Naar het oordeel van het College had AFM de betreffende verklaringen en gespreksaantekeningen ter kennis van appellante dienen te brengen en haar de gelegenheid te bieden zich hierover uit te laten, hetzij appellante op andere wijze in de gelegenheid dienen te stellen te onderbouwen dat was voldaan aan de managementdeskundigheidseis.
Nu AFM hiertoe in het kader van de voorbereiding van het bestreden besluit niet is overgegaan, moet worden geoordeeld dat AFM bij de beantwoording van de vraag of appellante genoegzaam heeft aangetoond dat haar bestuurders voldoen aan de gestelde eisen betreffende de algemene managementdeskundigheid, onvoldoende zorgvuldigheid in acht heeft genomen. Hieraan kan niet afdoen het betoog van AFM dat appellante ter zitting bij de rechtbank heeft verklaard af te zien van inzage in de verklaringen van G en E.
Het bestreden besluit kan derhalve wegens schending van artikel 3:2 Awb niet in stand blijven. Mitsdien komt ook de uitspraak van de rechtbank in aanmerking voor vernietiging. Verweerder zal opnieuw op de bezwaren van appellante moeten beslissen, met inachtneming van hetgeen hierboven is overwogen. In dit kader merkt het College op, dat verweerder in de opengevallen bezwaarfase van appellante zal mogen verlangen dat zij stukken overlegt waaruit blijkt dat C en D beschikken over voor het leiden van een effecteninstelling benodigde algemene managementdeskundigheid in de hiervoor weergegeven zin, dan wel dat zij op andere wijze de betreffende eis onderbouwt.

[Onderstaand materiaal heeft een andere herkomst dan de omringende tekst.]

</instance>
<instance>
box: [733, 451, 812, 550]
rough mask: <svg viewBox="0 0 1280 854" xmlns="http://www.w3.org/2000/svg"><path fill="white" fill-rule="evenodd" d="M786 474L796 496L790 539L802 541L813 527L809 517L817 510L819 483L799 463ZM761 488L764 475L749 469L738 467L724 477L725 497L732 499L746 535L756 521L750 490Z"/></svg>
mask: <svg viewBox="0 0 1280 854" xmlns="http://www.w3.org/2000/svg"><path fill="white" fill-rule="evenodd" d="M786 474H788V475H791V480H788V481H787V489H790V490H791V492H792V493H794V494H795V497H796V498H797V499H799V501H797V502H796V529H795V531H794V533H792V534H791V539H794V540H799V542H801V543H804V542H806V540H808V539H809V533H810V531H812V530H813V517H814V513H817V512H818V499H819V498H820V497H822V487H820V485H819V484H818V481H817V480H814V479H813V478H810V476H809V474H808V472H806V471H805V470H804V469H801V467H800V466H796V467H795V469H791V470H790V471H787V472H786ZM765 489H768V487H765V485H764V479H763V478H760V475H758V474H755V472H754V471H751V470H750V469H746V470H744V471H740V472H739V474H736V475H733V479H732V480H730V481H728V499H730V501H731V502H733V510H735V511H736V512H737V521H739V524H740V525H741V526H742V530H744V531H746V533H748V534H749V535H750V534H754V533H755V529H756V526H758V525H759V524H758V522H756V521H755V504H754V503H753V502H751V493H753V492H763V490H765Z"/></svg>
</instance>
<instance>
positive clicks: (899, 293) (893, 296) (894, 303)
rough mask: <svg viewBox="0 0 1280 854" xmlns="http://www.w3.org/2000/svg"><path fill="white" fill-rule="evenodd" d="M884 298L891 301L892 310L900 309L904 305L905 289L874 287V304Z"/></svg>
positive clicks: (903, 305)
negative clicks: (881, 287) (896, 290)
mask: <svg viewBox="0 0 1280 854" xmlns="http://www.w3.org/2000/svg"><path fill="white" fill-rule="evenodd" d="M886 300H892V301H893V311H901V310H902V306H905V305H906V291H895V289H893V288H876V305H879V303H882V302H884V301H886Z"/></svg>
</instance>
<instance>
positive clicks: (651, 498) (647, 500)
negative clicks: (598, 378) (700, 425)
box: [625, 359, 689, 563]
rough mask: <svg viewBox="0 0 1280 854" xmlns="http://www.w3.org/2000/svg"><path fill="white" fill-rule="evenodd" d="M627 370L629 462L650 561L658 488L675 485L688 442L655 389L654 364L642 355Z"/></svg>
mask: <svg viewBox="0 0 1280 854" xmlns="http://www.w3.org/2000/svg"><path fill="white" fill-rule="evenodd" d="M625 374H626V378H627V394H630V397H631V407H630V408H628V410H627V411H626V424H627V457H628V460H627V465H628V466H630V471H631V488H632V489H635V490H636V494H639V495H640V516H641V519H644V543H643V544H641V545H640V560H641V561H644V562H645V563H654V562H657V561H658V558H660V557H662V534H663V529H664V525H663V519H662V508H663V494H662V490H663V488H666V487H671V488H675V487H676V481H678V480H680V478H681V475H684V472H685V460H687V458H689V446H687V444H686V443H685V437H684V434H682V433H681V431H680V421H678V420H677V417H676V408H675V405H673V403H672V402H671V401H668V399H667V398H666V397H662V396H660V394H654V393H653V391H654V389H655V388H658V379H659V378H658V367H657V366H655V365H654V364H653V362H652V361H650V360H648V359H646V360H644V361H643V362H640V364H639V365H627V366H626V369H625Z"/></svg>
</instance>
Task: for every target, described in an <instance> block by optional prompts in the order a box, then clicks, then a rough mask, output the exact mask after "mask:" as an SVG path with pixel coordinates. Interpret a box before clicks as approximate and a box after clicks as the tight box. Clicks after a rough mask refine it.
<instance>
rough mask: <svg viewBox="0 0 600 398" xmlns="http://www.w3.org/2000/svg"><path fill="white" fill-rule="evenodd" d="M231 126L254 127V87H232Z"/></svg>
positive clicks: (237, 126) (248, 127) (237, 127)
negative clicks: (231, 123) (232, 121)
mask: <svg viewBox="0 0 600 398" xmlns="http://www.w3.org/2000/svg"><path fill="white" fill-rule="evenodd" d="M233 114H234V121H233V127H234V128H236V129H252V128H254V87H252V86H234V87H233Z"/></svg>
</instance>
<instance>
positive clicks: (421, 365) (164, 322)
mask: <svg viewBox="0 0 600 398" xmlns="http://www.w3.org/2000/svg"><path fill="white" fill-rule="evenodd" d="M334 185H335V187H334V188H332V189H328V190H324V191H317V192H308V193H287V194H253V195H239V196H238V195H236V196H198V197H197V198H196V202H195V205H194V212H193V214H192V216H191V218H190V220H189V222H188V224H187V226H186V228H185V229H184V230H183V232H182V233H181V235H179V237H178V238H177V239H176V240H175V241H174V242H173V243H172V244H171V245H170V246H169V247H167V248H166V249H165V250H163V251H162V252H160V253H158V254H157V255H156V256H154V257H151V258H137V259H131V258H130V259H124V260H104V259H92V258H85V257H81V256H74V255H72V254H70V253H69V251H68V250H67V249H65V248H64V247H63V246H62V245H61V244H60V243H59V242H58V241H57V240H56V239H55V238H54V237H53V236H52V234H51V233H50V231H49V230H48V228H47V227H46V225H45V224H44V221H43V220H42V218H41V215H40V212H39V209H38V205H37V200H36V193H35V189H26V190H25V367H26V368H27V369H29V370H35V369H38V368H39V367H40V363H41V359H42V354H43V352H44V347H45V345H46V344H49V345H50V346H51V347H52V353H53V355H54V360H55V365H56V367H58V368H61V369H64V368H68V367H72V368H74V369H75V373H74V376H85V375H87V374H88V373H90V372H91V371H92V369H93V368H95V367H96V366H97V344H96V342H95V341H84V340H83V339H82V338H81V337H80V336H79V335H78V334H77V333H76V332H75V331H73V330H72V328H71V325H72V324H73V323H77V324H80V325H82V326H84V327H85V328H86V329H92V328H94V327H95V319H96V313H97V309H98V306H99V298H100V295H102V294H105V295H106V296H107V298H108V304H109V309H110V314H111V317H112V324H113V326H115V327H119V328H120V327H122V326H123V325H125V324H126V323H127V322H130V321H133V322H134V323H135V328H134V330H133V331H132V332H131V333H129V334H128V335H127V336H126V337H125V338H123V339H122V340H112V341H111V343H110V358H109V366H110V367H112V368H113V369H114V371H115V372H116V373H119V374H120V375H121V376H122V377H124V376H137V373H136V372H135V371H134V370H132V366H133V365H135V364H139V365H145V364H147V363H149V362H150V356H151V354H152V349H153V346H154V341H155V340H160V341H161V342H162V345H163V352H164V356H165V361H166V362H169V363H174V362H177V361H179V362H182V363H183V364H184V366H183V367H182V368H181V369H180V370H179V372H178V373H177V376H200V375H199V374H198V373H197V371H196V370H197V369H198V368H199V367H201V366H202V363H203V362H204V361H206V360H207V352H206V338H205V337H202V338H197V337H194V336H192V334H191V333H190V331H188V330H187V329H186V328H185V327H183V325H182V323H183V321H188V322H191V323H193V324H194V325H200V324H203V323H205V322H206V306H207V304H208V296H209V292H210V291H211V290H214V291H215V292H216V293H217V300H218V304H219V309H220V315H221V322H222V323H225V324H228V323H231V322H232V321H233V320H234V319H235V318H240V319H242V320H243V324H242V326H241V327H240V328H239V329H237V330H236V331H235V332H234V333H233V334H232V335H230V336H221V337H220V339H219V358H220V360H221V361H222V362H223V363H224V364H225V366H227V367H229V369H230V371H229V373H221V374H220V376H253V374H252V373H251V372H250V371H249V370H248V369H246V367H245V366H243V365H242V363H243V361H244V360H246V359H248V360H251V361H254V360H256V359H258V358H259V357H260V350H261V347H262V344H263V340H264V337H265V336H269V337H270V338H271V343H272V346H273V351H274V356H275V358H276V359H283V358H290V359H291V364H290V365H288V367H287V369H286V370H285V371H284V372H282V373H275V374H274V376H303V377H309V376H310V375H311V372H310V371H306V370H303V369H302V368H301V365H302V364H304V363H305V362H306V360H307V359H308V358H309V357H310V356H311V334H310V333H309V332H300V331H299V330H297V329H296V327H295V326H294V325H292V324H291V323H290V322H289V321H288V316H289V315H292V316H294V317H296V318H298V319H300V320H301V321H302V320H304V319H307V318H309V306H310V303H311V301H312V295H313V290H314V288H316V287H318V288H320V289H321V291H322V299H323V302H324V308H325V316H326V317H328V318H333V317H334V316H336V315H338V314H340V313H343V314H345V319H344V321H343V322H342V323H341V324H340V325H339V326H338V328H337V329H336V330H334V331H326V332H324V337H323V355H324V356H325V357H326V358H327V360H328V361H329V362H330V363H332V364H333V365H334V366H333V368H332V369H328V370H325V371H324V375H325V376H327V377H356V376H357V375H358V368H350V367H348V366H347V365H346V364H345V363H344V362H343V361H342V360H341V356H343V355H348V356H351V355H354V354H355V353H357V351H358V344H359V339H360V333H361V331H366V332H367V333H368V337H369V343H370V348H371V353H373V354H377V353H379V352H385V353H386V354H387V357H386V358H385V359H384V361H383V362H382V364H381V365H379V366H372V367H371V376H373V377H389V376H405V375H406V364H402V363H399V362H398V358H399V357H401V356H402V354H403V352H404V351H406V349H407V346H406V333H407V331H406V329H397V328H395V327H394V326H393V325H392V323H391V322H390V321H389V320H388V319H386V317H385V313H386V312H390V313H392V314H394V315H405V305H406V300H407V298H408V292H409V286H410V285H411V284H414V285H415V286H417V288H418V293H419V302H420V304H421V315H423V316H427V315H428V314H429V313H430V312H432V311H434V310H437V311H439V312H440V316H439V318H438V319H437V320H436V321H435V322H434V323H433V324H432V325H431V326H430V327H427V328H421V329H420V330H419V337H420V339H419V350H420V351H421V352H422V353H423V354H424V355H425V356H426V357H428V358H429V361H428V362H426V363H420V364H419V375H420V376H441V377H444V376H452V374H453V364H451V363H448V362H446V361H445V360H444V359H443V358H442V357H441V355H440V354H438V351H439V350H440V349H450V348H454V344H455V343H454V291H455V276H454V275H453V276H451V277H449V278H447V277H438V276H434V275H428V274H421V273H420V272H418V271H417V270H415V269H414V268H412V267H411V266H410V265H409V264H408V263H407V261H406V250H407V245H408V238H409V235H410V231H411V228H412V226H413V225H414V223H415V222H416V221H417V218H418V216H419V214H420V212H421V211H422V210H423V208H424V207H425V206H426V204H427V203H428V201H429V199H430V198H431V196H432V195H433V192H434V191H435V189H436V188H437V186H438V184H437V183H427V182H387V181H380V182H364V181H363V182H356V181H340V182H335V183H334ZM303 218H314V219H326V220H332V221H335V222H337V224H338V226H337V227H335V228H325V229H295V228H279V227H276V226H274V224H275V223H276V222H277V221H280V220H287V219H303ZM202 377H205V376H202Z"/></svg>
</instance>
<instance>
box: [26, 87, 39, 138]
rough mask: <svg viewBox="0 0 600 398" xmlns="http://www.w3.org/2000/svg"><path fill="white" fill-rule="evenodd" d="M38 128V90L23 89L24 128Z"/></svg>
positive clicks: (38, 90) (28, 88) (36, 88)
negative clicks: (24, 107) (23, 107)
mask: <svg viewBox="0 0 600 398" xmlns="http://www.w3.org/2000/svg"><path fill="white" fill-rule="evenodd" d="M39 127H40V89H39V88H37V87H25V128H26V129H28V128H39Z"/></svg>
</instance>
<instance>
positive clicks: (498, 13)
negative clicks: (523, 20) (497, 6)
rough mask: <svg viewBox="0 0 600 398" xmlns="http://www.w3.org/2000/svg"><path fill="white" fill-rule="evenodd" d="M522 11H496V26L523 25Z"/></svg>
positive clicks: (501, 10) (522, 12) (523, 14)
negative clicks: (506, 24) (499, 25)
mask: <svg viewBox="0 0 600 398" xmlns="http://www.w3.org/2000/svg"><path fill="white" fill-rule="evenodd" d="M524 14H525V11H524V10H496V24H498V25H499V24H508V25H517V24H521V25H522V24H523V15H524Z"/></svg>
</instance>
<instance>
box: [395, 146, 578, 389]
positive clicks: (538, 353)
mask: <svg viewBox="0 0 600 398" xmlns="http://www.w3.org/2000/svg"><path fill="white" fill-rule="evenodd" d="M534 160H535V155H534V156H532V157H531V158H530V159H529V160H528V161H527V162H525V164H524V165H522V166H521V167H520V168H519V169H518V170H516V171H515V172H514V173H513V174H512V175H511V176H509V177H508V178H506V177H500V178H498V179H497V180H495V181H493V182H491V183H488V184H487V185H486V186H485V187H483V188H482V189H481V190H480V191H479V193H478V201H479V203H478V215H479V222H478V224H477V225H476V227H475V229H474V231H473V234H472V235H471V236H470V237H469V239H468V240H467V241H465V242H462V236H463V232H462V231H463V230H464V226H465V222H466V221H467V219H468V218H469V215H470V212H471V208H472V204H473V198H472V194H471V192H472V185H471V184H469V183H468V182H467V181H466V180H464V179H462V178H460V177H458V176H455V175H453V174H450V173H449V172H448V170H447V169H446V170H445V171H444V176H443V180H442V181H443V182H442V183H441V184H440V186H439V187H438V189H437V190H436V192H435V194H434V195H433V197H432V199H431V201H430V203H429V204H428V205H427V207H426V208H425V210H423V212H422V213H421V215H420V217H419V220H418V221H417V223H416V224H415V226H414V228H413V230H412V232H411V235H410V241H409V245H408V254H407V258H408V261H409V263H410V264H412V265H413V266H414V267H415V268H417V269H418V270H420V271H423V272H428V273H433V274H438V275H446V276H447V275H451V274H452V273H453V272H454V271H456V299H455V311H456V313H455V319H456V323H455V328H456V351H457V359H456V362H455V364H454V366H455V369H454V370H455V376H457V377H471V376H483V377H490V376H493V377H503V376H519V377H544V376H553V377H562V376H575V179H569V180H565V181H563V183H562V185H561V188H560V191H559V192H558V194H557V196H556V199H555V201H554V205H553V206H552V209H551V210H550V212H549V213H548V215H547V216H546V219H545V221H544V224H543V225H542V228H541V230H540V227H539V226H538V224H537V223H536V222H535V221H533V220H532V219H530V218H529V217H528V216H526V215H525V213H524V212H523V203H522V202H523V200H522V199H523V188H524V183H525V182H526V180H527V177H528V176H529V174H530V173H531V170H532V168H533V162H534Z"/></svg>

Voorts heeft te gelden dat AFM in dat geval in het licht van hetgeen appellante in die procedure naar voren brengt, nader zal moeten onderzoeken of wordt voldaan aan het in voornoemde artikelonderdelen neergelegde deskundigheidsvereiste en dat AFM daarop in het nieuw te nemen besluit toegesneden motivering zal dienen te geven.
5.4 Nu de uitspraak van de rechtbank zal worden vernietigd, zal het College overeenkomstig artikel 27, eerste lid, van de Wet bestuursrechtspraak bedrijfsorganisatie bepalen dat het door appellante voor de indiening van het hoger beroepschrift verschuldigde griffierecht van in totaal € 348,-- aan haar wordt vergoed. Nu AFM overeenkomstig haar eigen standpunt als procespartij wordt aangemerkt, zal het College bepalen dat AFM dit bedrag aan appellante dient te vergoeden. AFM zal ook het griffierecht in eerste aanleg ad € 232,-- aan appellante dienen te vergoeden.
5.5 Voorts bestaat aanleiding AFM met toepassing van artikel 8:75 Awb te veroordelen in de proceskosten van appellante, zijnde de kosten van de door haar gemachtigde beroepsmatig verleende rechtsbijstand. Met inachtneming van het Besluit bestuurskosten procesrecht worden deze kosten vastgesteld op € 644,-- (1 punt ter waarde van € 322,-- voor het hoger beroepschrift en 1 punt voor het verschijnen ter zitting, wegingsfactor 1) voor het hoger beroep en op € 644,-- voor het beroep bij de rechtbank (1 punt ter waarde van € 322,-- voor het beroepschrift en 1 punt voor het verschijnen ter zitting, wegingsfactor 1).